Each year's curriculum is shaped in part by who is in the room. A cohort with more experience opens the door to more ambitious projects: figure drawing from a live model, found art assemblage, or concentrated work in a specific medium. One signature project — illuminated manuscripts using gold leaf and paint, drawing from medieval iconographic traditions — gives students the chance to work at the intersection of image and text, technical precision and creative invention. The creatures in those manuscripts, as Nausica notes, are not always anatomically correct. That is part of the point.

The pathway functions more like a mentorship than a course with individualized support, guidance, and creative room. Students work on individual projects, receive feedback from Nausica and from each other, and learn to develop their own aesthetic judgment about what they are making and why. The goal, as Nausica frames it, is to teach students to observe — not just to look, but to truly see: to understand light and shadow well enough to render form, and to trust their own instincts well enough to make something that is genuinely theirs.

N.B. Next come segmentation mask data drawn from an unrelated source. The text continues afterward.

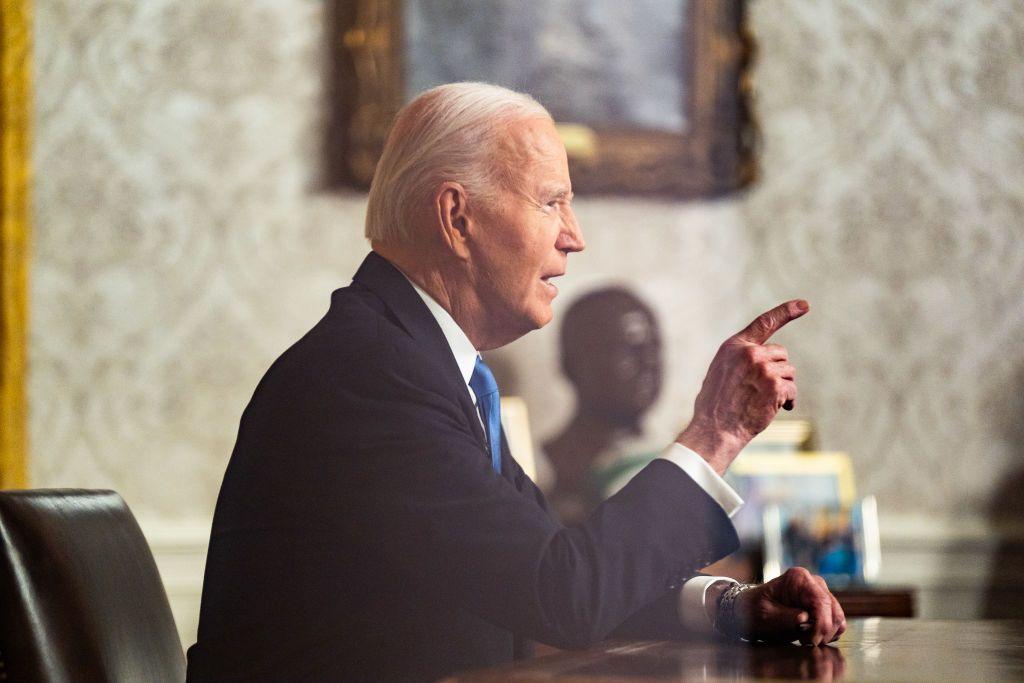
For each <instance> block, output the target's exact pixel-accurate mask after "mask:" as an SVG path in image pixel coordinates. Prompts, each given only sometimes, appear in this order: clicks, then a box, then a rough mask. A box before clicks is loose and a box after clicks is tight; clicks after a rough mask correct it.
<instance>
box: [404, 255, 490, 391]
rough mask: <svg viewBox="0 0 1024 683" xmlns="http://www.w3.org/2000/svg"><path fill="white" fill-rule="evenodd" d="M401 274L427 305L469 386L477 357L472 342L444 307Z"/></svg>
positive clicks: (476, 353) (407, 278)
mask: <svg viewBox="0 0 1024 683" xmlns="http://www.w3.org/2000/svg"><path fill="white" fill-rule="evenodd" d="M398 272H401V270H398ZM401 274H402V275H404V276H406V280H409V284H410V285H412V286H413V289H414V290H416V293H417V294H419V295H420V298H421V299H423V303H425V304H426V305H427V309H428V310H429V311H430V314H431V315H433V316H434V319H435V321H437V325H438V327H440V329H441V332H442V333H443V334H444V339H446V340H447V343H449V346H451V347H452V353H453V355H455V361H456V364H457V365H458V366H459V371H460V372H461V373H462V379H463V381H464V382H466V386H469V378H471V377H472V376H473V369H474V368H476V358H477V357H478V356H479V352H478V351H477V350H476V348H475V347H474V346H473V342H471V341H469V337H467V336H466V333H465V332H463V331H462V328H460V327H459V324H458V323H456V322H455V318H454V317H452V313H450V312H447V311H446V310H444V307H443V306H441V305H440V304H439V303H437V302H436V301H434V299H433V297H431V296H430V295H429V294H427V293H426V292H424V291H423V290H422V289H420V287H419V286H418V285H417V284H416V283H414V282H413V281H412V280H410V279H409V275H406V273H403V272H402V273H401Z"/></svg>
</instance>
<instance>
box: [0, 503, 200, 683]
mask: <svg viewBox="0 0 1024 683" xmlns="http://www.w3.org/2000/svg"><path fill="white" fill-rule="evenodd" d="M0 544H2V548H0V552H2V556H0V653H2V654H0V656H2V658H3V661H2V664H3V667H4V669H2V670H0V672H2V673H4V674H6V679H7V680H9V681H40V682H43V683H50V682H55V681H82V682H92V681H104V682H105V681H146V682H150V683H158V682H163V681H174V682H175V683H180V682H181V681H184V679H185V663H184V655H183V654H182V652H181V641H180V640H178V634H177V630H176V629H175V627H174V617H173V616H172V615H171V607H170V604H169V603H168V601H167V594H166V593H165V592H164V587H163V584H162V583H161V581H160V573H159V571H158V570H157V564H156V562H155V561H154V559H153V553H151V552H150V547H148V545H147V544H146V542H145V538H144V537H143V536H142V530H141V529H140V528H139V526H138V523H137V522H136V521H135V518H134V517H133V516H132V514H131V511H129V510H128V506H126V505H125V502H124V501H123V500H122V499H121V497H120V496H118V495H117V494H116V493H114V492H112V490H78V489H35V490H7V492H0Z"/></svg>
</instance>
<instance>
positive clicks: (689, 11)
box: [326, 0, 758, 198]
mask: <svg viewBox="0 0 1024 683" xmlns="http://www.w3.org/2000/svg"><path fill="white" fill-rule="evenodd" d="M744 11H745V0H647V1H645V2H643V3H621V2H618V0H590V2H588V3H574V2H553V3H552V2H544V3H542V2H539V1H537V0H532V1H526V2H523V0H462V1H459V2H450V3H430V2H425V1H424V0H355V1H354V2H343V1H341V0H335V1H334V2H332V3H330V11H329V12H328V14H329V22H330V26H329V27H328V35H329V37H330V38H329V39H330V40H331V41H332V45H331V47H332V55H333V67H334V73H333V74H332V76H331V78H330V87H329V100H330V108H331V112H330V118H329V125H328V140H327V150H326V152H327V154H326V165H327V169H326V170H327V173H326V177H327V178H328V183H329V184H332V185H334V186H342V185H350V186H356V187H367V186H368V185H369V183H370V180H371V178H372V177H373V171H374V168H375V166H376V162H377V159H378V157H379V155H380V152H381V148H382V147H383V143H384V140H385V138H386V135H387V132H388V130H389V129H390V125H391V122H392V119H393V117H394V114H395V113H396V112H397V111H398V109H400V106H401V105H402V104H404V103H406V102H407V101H409V99H411V98H412V97H413V96H414V95H415V94H416V93H417V92H419V91H422V90H423V89H425V88H428V87H432V86H433V85H438V84H440V83H446V82H454V81H466V80H474V81H486V82H492V83H497V84H499V85H504V86H507V87H510V88H513V89H516V90H520V91H525V92H529V93H531V94H535V95H536V96H538V97H539V98H540V99H541V101H543V102H544V103H545V104H546V105H547V106H548V108H549V109H550V110H551V111H552V113H553V115H554V117H555V120H556V123H557V124H558V126H559V130H560V132H561V133H562V138H563V141H564V142H565V145H566V150H567V152H568V156H569V167H570V173H571V176H572V181H573V186H574V189H575V190H577V191H578V193H580V194H597V195H645V196H662V197H673V198H708V197H716V196H720V195H723V194H725V193H728V191H730V190H734V189H737V188H740V187H743V186H745V185H748V184H749V183H750V182H752V181H753V180H754V178H755V176H756V164H755V148H756V143H757V138H758V134H757V126H756V124H755V121H754V118H753V116H752V114H751V103H750V102H751V89H752V88H751V81H750V73H749V70H750V66H751V61H752V59H753V55H754V50H755V48H754V41H753V38H752V37H751V35H750V33H749V31H748V29H746V26H745V19H744Z"/></svg>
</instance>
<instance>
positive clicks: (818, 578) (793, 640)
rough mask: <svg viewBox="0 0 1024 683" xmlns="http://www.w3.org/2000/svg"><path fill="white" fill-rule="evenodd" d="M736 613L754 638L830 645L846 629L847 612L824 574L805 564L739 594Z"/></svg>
mask: <svg viewBox="0 0 1024 683" xmlns="http://www.w3.org/2000/svg"><path fill="white" fill-rule="evenodd" d="M736 613H737V616H739V625H740V628H741V630H742V631H743V633H744V635H745V637H746V638H750V639H752V640H765V641H774V642H786V643H788V642H793V641H795V640H799V641H800V642H801V643H804V644H805V645H808V644H809V645H827V644H828V643H830V642H834V641H836V640H839V637H840V636H842V635H843V633H844V632H845V631H846V615H845V614H844V613H843V608H842V607H841V606H840V604H839V601H838V600H837V599H836V596H834V595H833V594H831V592H830V591H829V590H828V587H827V586H826V585H825V582H824V580H823V579H822V578H821V577H816V575H814V574H812V573H811V572H810V571H808V570H807V569H805V568H803V567H794V568H792V569H787V570H786V571H785V573H783V574H782V575H781V577H778V578H776V579H773V580H771V581H770V582H768V583H767V584H762V585H761V586H757V587H755V588H752V589H750V590H746V591H743V592H742V593H740V594H739V596H738V597H737V598H736Z"/></svg>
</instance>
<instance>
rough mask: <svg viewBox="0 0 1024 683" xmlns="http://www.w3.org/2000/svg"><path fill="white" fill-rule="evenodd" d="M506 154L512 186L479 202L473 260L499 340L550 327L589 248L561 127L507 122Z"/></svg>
mask: <svg viewBox="0 0 1024 683" xmlns="http://www.w3.org/2000/svg"><path fill="white" fill-rule="evenodd" d="M507 130H508V133H507V136H506V137H505V140H504V143H503V144H502V145H501V147H502V150H501V157H502V158H501V159H500V160H499V162H498V163H503V164H505V165H507V167H508V168H509V169H510V171H511V177H510V180H511V182H510V186H509V187H506V188H504V189H503V191H502V193H501V194H500V196H501V199H500V200H499V201H498V202H495V203H494V205H488V206H475V205H472V199H471V200H470V202H471V207H472V212H473V215H474V216H476V217H477V220H478V230H477V234H476V238H475V239H474V246H473V254H472V262H473V270H474V274H475V281H476V282H475V283H474V285H475V290H476V292H477V295H478V296H479V298H480V303H481V304H482V305H483V306H484V309H485V312H486V316H487V324H488V328H490V333H492V334H490V335H488V337H493V338H494V339H495V340H496V342H497V343H496V345H501V344H505V343H508V342H510V341H512V340H513V339H516V338H518V337H520V336H522V335H523V334H525V333H527V332H529V331H530V330H536V329H538V328H540V327H543V326H545V325H547V324H548V323H549V322H550V321H551V317H552V311H551V302H552V300H553V299H554V298H555V296H556V295H557V294H558V289H557V288H556V287H555V285H554V284H553V283H552V282H551V280H552V279H554V278H557V276H559V275H561V274H563V273H564V272H565V265H566V260H567V258H568V254H569V253H570V252H578V251H582V250H583V249H584V247H585V244H584V240H583V233H582V232H581V230H580V225H579V224H578V223H577V219H575V215H574V214H573V213H572V207H571V206H570V202H571V200H572V185H571V183H570V181H569V170H568V162H567V160H566V157H565V147H564V146H563V145H562V142H561V139H560V138H559V137H558V133H557V132H556V131H555V126H554V124H553V123H552V122H551V121H549V120H547V119H540V118H538V119H526V120H520V121H516V122H513V123H511V124H509V125H508V126H507Z"/></svg>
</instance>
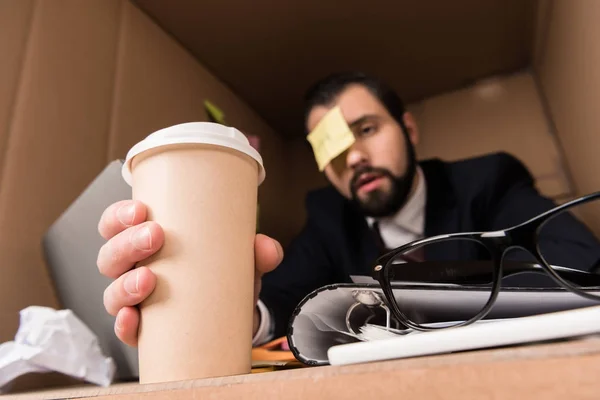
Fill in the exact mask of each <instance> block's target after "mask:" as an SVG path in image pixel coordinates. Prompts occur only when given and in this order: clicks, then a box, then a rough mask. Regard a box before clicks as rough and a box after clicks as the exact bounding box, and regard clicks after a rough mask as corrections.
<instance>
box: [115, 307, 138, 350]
mask: <svg viewBox="0 0 600 400" xmlns="http://www.w3.org/2000/svg"><path fill="white" fill-rule="evenodd" d="M139 325H140V312H139V311H138V309H137V308H135V307H124V308H121V309H120V310H119V313H118V314H117V319H116V321H115V334H116V335H117V337H118V338H119V340H121V341H122V342H123V343H125V344H127V345H129V346H132V347H136V346H137V343H138V328H139Z"/></svg>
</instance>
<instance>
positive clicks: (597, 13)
mask: <svg viewBox="0 0 600 400" xmlns="http://www.w3.org/2000/svg"><path fill="white" fill-rule="evenodd" d="M545 3H547V4H546V6H545V7H546V8H547V10H546V11H545V12H546V13H547V14H546V16H545V18H546V21H545V23H546V25H547V27H546V29H545V30H544V31H542V32H541V33H540V35H545V36H543V37H542V38H540V39H538V43H539V45H538V46H539V47H540V48H539V49H538V51H537V53H538V54H539V55H538V58H537V59H536V63H535V65H534V67H535V70H536V71H537V73H538V75H539V81H540V85H541V88H542V91H543V94H544V95H545V98H546V100H547V102H548V106H549V108H550V111H551V115H552V118H553V120H554V123H555V125H556V131H557V135H558V137H559V139H560V143H561V145H562V147H563V149H564V153H565V156H566V159H567V163H568V167H569V169H570V171H571V173H572V175H573V181H574V186H575V189H576V195H583V194H588V193H591V192H595V191H598V190H600V174H598V167H599V163H598V148H599V147H600V134H599V133H598V129H599V127H600V113H599V112H598V102H599V101H600V69H598V65H600V47H599V46H598V37H599V34H600V25H598V23H597V22H598V18H599V17H600V2H598V1H574V2H564V1H555V0H552V1H546V2H545ZM586 217H587V218H589V220H590V221H591V222H592V223H593V224H594V228H595V231H596V233H597V234H600V212H598V211H596V212H595V213H590V214H588V215H586Z"/></svg>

CJ Green - K-8 Visual Arts Teacher

CJ Green is a multidisciplinary artist and educator from Creedmoor, North Carolina. He studied English, art, and theater at Guilford College and spent several years at Heartwood Agile Learning Center, a self-directed school in Atlanta whose guiding philosophy was "power with, not power over." He is colorblind, which means he approaches color theory through math and tonal relationships rather than intuition — a different path to the same destination, and a living demonstration to students that there is always more than one. He writes poetry and essays, performs stand-up comedy around Asheville, and brings a theater background in stage management and dramaturgy to how he thinks about classroom dynamics.

That breadth is the teaching. CJ's "yes, and" approach — drawn from improv practice and years of self-directed facilitation — means students have room to follow an unexpected direction and find out where it leads. What he builds across all grade levels is internal validation: the ability to assess your own work honestly, tolerate the discomfort of not knowing, and keep making anyway.

Nausica Rotolo - High School Fine Arts Pathway Teacher

Nausica Rotolo is a painter and art educator based in Asheville. She studied studio art at Warren Wilson College and continued at the American University of Rome, where she focused on painting, creative writing, and classical art. Her personal practice is rooted in oil and watercolor in a figurative surrealist style — symbolic imagery and dreamlike compositions drawing from her Haitian and Italian ancestry and a longtime practice of translating her dreams into images. She also writes, and teaches a poetry elective at Odyssey, because for her the visual and the written are the same impulse in different registers.

That dual practice shapes what her Fine Arts students experience. Nausica teaches attention as the foundation of visual art — the capacity to look at light, shadow, and form precisely enough to render them honestly — while keeping the larger goal in view: a creative voice students can trust. What she hopes they leave with is not a set of completed projects, but the habit of looking closely and the confidence to say something true about what they find.